Once \eTeX\ has entered compatibility mode it behaves as any other
implementation of \TeX.  All of \eTeX's additional commands are absent;
it is therefore impossible to access any of the extensions or
enhancements.  The ability of eINITEX to initially choose between
compatibility and extended mode is, however, by itself a feature not
present in any \TeX\ implementation.

The remainder of this document is devoted to a detailed and mostly
technical description of all aspects where \eTeX\ (in extended mode)
behaves differently from \TeX. It will be assumed that the reader is
familiar with \TeXbook\ \cite{texbook} describing \TeX's behaviour in
quite some detail.

All of \eTeX's extensions and enhancements available in extended mode are
activated by either executing some new primitive command or by assigning
a nonzero value to some new integer parameter or state variable. Since
all these new variables are initially zero,%
\footnote{To be precise all state variables are zero when eINITEX or eVIRTEX
is started; integer parameters that are not state variables are zero when
eINITEX is started without loading a format file or inherited from the
format file otherwise.}
\eTeX\ behaves as \TeX\ as long as none of \eTeX's new control sequences
are used, with the following exceptions which should, however, have
no effect on the typesetting of error-free \TeX\ documents (produced with
error-free formats):\\
(1) When \|\tracingcommands| has a value of~3 or more, or\\
when \|\tracinglostchars| has a value of~2 or more, \eTeX\ will display
additional information not available in \TeX.\\
(2) When using a count, dimen, skip, muskip, box, or token register number
in the range 256--32767, \eTeX\ will access one of its additional registers
whereas \TeX\ will produce an error and use register number zero.

\subsection{Optimization}

When a value is assigned to an \<internal quantity> within a save group,
the former value is restored when the group ends, provided the
assignment was not global. This is achieved by saving the former value
on \TeX's `save stack'. \eTeX\ refrains from creating such save stack
entries when the old and new value are the same (`reassignments').

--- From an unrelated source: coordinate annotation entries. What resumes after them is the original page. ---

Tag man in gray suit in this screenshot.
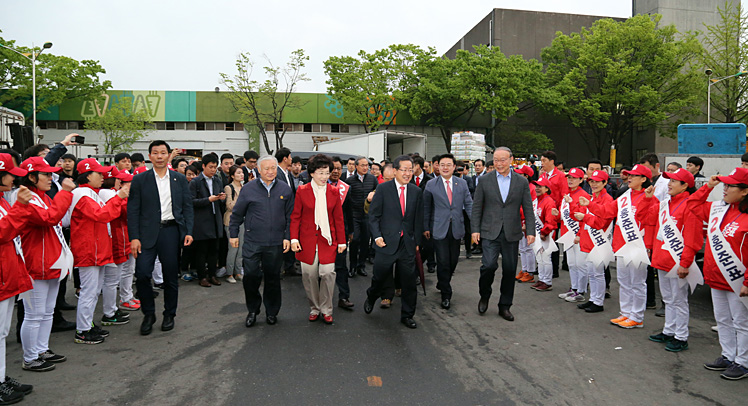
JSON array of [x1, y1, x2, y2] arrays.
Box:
[[423, 154, 473, 309], [471, 147, 535, 321]]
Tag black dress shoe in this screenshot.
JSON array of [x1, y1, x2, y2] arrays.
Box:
[[244, 313, 257, 327], [400, 317, 418, 328], [442, 299, 451, 310], [478, 299, 488, 314], [161, 316, 174, 331], [140, 314, 156, 336], [338, 299, 354, 310], [499, 308, 514, 321]]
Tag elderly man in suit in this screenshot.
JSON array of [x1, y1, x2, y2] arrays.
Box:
[[423, 154, 473, 309], [471, 147, 535, 321], [364, 155, 423, 328], [127, 140, 193, 335]]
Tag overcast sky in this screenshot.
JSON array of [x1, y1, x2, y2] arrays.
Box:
[[0, 0, 631, 92]]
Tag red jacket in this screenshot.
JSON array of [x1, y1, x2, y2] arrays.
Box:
[[21, 188, 73, 280], [571, 188, 614, 253], [70, 185, 125, 267], [585, 189, 659, 252], [0, 197, 34, 301], [99, 189, 131, 265], [680, 185, 748, 291], [291, 183, 346, 264], [639, 192, 691, 272]]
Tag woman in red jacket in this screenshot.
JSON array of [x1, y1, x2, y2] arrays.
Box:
[[640, 168, 694, 352], [291, 154, 346, 324], [530, 177, 558, 292], [21, 157, 75, 371], [99, 168, 134, 326], [70, 158, 130, 344], [678, 168, 748, 380], [579, 165, 652, 328], [571, 170, 614, 313], [0, 154, 33, 404]]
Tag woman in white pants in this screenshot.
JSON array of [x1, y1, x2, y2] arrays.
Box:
[[70, 158, 130, 344], [21, 157, 75, 372]]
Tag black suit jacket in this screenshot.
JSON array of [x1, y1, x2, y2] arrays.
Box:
[[369, 180, 423, 255], [127, 170, 193, 249], [190, 173, 226, 240]]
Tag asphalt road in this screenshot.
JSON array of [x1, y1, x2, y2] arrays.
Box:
[[7, 252, 748, 405]]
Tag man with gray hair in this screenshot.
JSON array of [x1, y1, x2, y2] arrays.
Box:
[[471, 147, 535, 321], [229, 155, 293, 327]]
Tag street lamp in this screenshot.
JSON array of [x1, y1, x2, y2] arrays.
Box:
[[0, 42, 52, 139], [704, 69, 748, 124]]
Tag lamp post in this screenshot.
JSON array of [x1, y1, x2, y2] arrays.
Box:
[[0, 42, 52, 139], [704, 69, 748, 124]]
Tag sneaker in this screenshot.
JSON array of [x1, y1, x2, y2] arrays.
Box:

\|\aftergroup| tokens are also kept on \TeX's save stack.  When the
current group ends, \TeX\ converts each \|\aftergroup| token into a
token list and inserts this list as new `input level' into the input stack.
\eTeX\ collects all \|\aftergroup| tokens from one group into one token
list and thus conserves input levels.

When a completed page is written to the DVI file (shipped out), \TeX\
multiplies the relevant stretch or shrink components of glue nodes in a
box by the glue expansion factor of that box and converts the product to
DVI units.  In order to avoid overflow each resulting value $x$ is
artificially limited to the range $|x|\le10^9$.
Consider the example:
\begin{verbatim}
   \shipout\vbox to100pt{
     \hrule width10pt
     \vskip 0pt plus1000fil
     \vskip 0pt plus1000fil
     \vskip 0pt plus-2000fil
     \hrule
     \vskip 0pt plus0.00005fil
     }
\end{verbatim}
Here the three glues between the two rules add up to zero; when \TeX\
converts each stretch component individually they will, however, add up
to $10^9$ DVI units due to the truncation mentioned above. \eTeX, however,
accumulates the relevant stretch or shrink components of consecutive
glue nodes (possibly separated by insert, mark, adjust, kern, and
penalty nodes) before converting them to DVI units.  During this process
glue nodes may be converted into equivalent kern nodes and some glue
specifications may be recycled; this may affect the memory usage
statistics displayed after the page has been shipped out.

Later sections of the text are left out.